Adding a New Feature

In this section, we’ll extend our Git cookbook to provide basic support for a read-only Git daemon. You’ll learn how to add a new suite, create a dedicated recipe, and write targeted tests for this new functionality.

Our goal here isn’t to craft a flawless Chef Infra cookbook. Instead, we’ll focus on quickly iterating and validating our changes, even if that means introducing some stylistic or structural imperfections along the way. This “first draft” approach keeps us moving forward and leaves room for future improvements.

Since not every system that installs Git needs to run a Git server, it makes sense to isolate this new behavior in its own recipe. By doing so, we can test the Git daemon functionality independently from the default recipe, ensuring our changes are modular and maintainable.

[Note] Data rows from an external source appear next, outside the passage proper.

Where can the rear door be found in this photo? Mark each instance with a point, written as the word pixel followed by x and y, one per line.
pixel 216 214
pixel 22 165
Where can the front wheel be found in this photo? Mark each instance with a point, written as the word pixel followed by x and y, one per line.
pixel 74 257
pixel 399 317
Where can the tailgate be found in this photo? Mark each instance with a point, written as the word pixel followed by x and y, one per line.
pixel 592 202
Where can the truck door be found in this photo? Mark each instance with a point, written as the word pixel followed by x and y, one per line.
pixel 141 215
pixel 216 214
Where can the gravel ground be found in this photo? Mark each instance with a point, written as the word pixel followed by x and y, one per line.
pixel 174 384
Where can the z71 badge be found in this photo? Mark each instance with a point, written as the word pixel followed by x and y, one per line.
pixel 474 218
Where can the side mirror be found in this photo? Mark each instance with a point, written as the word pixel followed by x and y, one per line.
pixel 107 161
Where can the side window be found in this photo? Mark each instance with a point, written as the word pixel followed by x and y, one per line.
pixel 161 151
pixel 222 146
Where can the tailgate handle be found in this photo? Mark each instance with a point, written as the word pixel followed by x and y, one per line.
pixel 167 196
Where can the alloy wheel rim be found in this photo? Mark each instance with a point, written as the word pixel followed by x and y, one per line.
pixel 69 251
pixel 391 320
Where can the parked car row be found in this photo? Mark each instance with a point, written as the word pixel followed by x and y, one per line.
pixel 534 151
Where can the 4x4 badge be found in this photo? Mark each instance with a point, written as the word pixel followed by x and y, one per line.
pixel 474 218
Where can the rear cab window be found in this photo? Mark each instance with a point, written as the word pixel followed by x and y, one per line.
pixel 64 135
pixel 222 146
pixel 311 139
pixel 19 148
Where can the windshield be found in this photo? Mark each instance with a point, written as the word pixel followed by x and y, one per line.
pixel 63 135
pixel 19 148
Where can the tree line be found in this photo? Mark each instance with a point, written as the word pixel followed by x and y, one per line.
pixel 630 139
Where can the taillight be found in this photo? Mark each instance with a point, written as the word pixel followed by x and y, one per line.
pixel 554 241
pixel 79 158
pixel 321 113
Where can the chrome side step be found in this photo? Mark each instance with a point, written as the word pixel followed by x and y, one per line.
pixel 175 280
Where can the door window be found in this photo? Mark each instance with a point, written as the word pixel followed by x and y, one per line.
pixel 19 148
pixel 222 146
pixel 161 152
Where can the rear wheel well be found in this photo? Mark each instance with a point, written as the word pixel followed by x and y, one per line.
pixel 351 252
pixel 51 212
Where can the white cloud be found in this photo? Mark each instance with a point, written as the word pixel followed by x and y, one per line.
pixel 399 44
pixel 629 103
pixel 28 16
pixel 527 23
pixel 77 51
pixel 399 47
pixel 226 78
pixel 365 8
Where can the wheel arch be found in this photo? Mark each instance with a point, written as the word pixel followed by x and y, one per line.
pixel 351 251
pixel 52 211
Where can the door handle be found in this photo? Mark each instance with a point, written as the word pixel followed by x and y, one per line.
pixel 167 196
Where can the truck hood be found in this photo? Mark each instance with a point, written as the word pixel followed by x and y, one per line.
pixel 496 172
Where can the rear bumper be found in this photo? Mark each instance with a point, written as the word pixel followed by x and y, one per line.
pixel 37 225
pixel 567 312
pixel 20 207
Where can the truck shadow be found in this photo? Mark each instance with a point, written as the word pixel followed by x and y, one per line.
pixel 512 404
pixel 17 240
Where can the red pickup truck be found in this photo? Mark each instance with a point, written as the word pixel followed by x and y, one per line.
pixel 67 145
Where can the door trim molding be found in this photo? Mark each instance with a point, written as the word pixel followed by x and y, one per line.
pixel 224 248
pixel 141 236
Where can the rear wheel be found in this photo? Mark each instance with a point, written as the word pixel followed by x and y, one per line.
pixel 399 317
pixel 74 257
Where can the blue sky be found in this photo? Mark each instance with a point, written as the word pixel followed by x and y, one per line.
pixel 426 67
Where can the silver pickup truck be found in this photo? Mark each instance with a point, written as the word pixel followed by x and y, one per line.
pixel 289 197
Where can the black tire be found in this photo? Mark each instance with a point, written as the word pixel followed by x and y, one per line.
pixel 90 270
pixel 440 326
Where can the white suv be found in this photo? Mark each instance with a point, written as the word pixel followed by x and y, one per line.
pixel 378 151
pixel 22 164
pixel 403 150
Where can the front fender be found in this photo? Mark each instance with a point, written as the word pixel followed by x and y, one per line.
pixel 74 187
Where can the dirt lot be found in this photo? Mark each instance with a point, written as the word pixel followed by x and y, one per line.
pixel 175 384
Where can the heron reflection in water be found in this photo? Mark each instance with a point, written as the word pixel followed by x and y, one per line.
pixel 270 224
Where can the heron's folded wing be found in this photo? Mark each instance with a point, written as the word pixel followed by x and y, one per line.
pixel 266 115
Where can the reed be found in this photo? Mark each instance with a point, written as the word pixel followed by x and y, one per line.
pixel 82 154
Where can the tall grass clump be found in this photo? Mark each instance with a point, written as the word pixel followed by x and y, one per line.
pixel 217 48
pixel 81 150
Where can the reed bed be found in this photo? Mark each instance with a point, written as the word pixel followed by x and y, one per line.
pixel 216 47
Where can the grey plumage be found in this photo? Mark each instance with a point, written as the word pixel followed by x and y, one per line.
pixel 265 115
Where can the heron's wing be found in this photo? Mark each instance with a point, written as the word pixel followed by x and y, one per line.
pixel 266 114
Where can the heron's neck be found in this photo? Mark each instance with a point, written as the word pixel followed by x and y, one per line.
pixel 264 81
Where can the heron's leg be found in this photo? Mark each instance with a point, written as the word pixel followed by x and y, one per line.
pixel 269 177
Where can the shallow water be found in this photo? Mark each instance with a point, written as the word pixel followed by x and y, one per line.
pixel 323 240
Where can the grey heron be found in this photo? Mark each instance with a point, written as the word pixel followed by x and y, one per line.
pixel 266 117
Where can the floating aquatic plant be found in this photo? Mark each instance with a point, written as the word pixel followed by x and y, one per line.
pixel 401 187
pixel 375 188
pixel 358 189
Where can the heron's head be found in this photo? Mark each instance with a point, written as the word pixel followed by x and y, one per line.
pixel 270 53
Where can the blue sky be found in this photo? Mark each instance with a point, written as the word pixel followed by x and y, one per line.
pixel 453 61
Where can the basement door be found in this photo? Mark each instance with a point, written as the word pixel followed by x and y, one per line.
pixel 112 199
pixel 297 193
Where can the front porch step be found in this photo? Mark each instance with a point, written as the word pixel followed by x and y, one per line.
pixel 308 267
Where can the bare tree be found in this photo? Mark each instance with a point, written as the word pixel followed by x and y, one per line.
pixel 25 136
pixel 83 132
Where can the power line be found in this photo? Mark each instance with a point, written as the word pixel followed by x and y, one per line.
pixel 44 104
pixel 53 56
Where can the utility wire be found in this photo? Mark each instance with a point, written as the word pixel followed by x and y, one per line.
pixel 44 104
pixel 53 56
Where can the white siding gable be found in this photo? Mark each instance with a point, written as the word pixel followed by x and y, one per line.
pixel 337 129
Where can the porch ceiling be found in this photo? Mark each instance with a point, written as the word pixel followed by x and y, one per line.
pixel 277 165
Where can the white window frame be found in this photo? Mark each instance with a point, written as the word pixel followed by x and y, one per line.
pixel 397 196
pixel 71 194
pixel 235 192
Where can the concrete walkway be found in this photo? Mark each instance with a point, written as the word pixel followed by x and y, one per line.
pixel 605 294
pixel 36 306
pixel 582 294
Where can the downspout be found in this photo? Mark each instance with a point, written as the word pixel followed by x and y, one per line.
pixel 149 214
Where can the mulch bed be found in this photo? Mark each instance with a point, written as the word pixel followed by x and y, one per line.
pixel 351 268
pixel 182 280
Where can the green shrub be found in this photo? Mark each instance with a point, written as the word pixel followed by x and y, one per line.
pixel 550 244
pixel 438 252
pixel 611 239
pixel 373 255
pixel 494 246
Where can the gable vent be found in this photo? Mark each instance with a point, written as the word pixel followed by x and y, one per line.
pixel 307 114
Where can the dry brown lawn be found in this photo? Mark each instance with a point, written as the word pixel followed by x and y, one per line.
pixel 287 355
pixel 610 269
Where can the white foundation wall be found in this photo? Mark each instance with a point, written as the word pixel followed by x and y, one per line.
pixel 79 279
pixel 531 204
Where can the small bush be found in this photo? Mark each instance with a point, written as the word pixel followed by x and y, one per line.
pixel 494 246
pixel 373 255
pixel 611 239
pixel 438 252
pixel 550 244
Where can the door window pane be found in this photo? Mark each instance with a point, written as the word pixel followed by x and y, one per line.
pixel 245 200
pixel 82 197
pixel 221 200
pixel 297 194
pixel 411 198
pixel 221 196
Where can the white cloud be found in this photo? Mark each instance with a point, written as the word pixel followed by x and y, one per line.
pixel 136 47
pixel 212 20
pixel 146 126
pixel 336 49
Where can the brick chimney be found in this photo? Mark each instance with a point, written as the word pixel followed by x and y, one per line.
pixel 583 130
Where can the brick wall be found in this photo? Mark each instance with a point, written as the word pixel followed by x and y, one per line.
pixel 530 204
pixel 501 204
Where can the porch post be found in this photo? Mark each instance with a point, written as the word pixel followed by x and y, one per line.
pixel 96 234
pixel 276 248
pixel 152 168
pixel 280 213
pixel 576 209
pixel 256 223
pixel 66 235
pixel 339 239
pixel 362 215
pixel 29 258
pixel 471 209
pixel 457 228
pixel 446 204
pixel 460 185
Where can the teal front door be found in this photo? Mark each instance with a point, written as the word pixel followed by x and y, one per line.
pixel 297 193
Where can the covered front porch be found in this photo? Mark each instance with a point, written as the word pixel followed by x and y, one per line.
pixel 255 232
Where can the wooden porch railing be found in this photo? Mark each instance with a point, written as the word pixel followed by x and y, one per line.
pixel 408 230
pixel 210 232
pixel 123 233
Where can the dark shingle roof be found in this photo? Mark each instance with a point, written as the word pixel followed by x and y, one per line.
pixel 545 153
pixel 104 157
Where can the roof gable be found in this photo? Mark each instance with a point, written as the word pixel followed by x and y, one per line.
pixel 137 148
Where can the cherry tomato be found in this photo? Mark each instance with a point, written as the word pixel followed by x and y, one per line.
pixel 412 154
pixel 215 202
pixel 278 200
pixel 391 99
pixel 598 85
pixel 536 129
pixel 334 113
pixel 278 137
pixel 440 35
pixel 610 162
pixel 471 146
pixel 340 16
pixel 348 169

Testing different behaviors of a codebase in isolation is the primary use case for Test Kitchen Suites.

Now that we have a feel for developing a Chef Infra cookbook with Test Kitchen let’s up the ante and add this feature test-first. That is, let’s determine the acceptance criteria for a simple Git daemon and encode this as an executable test.

After consulting the web and the man page for git-daemon, two simple acceptance criteria emerge:

  • A process is listening on port 9418 (the default Git daemon port).
  • A service is running called git-daemon. This name is arbitrary but shouldn’t surprise anyone using this cookbook.

Let’s work through this step by step.